Selon l’agence Associated Press, la nouvelle enquête du FBI vient élargir le champ de l’investigation déjà en cours afin de déterminer si Halliburton a empoché des profits scandaleux sur le carburant livré aux forces armées en Irak. Elle enquête également sur la question de savoir si l’administration Bush a fait preuve de favoritisme vis-à-vis de l’ancienne société du vice-président Cheney.

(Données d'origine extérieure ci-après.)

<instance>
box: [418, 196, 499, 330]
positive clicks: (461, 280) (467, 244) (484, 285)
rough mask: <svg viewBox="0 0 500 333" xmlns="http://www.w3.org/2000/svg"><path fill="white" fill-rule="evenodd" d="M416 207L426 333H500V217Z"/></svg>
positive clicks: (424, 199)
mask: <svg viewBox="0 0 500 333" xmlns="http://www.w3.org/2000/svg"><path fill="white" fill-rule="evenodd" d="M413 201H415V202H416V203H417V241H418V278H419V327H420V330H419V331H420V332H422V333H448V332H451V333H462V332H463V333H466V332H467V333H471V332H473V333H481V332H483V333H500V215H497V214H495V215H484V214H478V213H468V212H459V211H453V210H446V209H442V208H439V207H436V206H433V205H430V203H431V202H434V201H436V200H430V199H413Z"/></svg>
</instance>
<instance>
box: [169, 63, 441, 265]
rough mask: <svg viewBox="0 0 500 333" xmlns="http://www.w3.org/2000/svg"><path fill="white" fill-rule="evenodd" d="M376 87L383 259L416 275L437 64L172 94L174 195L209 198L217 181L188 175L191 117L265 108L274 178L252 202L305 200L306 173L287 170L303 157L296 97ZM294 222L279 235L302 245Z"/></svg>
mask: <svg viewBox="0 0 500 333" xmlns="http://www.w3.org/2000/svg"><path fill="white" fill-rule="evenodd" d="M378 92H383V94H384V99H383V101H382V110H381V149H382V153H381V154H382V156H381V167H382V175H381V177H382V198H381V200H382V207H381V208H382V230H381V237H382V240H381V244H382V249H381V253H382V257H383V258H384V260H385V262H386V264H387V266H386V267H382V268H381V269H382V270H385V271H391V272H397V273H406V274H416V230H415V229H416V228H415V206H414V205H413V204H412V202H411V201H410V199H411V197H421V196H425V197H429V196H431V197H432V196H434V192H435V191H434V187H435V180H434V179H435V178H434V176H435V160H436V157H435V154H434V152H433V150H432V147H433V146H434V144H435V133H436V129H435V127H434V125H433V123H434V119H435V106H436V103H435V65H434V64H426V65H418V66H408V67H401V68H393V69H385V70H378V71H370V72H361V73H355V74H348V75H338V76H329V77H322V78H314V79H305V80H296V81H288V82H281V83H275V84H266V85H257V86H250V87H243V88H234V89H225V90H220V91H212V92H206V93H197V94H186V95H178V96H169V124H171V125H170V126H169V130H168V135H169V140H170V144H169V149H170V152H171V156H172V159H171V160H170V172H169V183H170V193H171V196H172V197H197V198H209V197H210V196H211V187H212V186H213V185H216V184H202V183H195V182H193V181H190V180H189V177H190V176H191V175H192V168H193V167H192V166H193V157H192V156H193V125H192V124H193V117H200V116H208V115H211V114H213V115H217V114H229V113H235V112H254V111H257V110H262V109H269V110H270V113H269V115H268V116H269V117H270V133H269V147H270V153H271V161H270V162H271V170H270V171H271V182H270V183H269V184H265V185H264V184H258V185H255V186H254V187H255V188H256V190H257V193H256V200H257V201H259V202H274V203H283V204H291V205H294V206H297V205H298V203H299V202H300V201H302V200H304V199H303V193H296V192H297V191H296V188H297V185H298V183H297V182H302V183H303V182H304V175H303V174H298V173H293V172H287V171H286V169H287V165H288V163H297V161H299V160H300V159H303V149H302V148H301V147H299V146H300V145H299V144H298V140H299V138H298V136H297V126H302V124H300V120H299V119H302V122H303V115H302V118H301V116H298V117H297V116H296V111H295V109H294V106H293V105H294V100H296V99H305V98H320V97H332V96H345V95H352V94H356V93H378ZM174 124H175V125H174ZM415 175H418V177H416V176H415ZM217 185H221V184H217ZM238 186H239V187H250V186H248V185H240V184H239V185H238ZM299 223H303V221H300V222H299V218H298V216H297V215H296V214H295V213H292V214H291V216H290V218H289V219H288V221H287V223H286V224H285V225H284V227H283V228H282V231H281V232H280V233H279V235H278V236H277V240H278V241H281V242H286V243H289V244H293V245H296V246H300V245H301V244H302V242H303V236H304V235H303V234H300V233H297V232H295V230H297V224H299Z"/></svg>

Pendant les cinq années où Dick Cheney était à la tête d’Halliburton, le géant a été impliqué dans bien d’autres combines douteuses qui font aujourd’hui l’objet d’enquêtes.

* Un grand jury fédéral enquête sur des pots-de-vin se montant à 180 millions de dollars, qui auraient été versés à des responsables nigérians en échange d’un monopole sur l’exploitation du gaz naturel de ce pays. Une enquête, menée parallèlement par le juge français Renaud van Ruymbeke, risque de conduire bientôt à des inculpations, entre autres du PDG à l’époque des faits. L’enquête française s’intéresse aussi à la volatilisation de 132 millions de dollars qui auraient pu servir, par l’intermédiaire de l’avocat britannique Jeffrey Tesler, à financer la campagne Bush-Cheney en 2000 ou à alimenter d’autres caisses noires du Parti républicain.

* Un grand jury fédéral de Houston (Texas) cherche à savoir si, du temps de Cheney, Halliburton aurait créé une filiale offshore fictive dans les îles Caïman, dans le but spécifique de faire des affaires avec l’Iran, en violation de la Loi sur le commerce avec l’ennemi. L’entité créée dans les îles Caïman (Halliburton Products and Services Ltd.) ne disposait d’aucun bureau ni personnel dans ce centre off-shore. Ses seuls locaux se situaient à Dubaï, dans les bureaux de Kellogg Brown and Root, avec laquelle elle partageait lignes téléphoniques et télécopieurs.

En quittant Halliburton pour la Maison-Blanche, Dick Cheney a reçu une prime de plusieurs dizaines de millions de dollars et il détient toujours 440 000 stock-options dans la société.

Par ailleurs, une autre affaire au criminel concerne les révélations sur l’identité d’une agente clandestine de la CIA, Valerie PLAME, femme de l’ambassadeur Joe Wilson qui avait dénoncé les mensonges de Cheney sur les livraisons d’uranium nigérian à l’Irak. La fuite à la presse, qui a mis en danger sa vie et celle de ses contacts, est venue, selon des sources fiables, du bureau de Dick Cheney.

Selon certaines sources, cet effort pour neutraliser Joe Wilson a été lancé depuis le bureau de Cheney en mars 2003, juste après que le directeur de l’AIEA, Mohamed El Baradei, ait déclaré devant le Conseil de sécurité de l’ONU que les documents du gouvernement nigérien censés montrer que l’Irak cherchait à se procurer de l’uranium de ce pays, étaient des faux.

Alors que John Hannah, du bureau de Cheney, aurait déjà avoué son rôle dans l’affaire Plame, l’enquête s’intéresse désormais à son chef de cabinet, Lewis Libby, et au vice-président lui-même.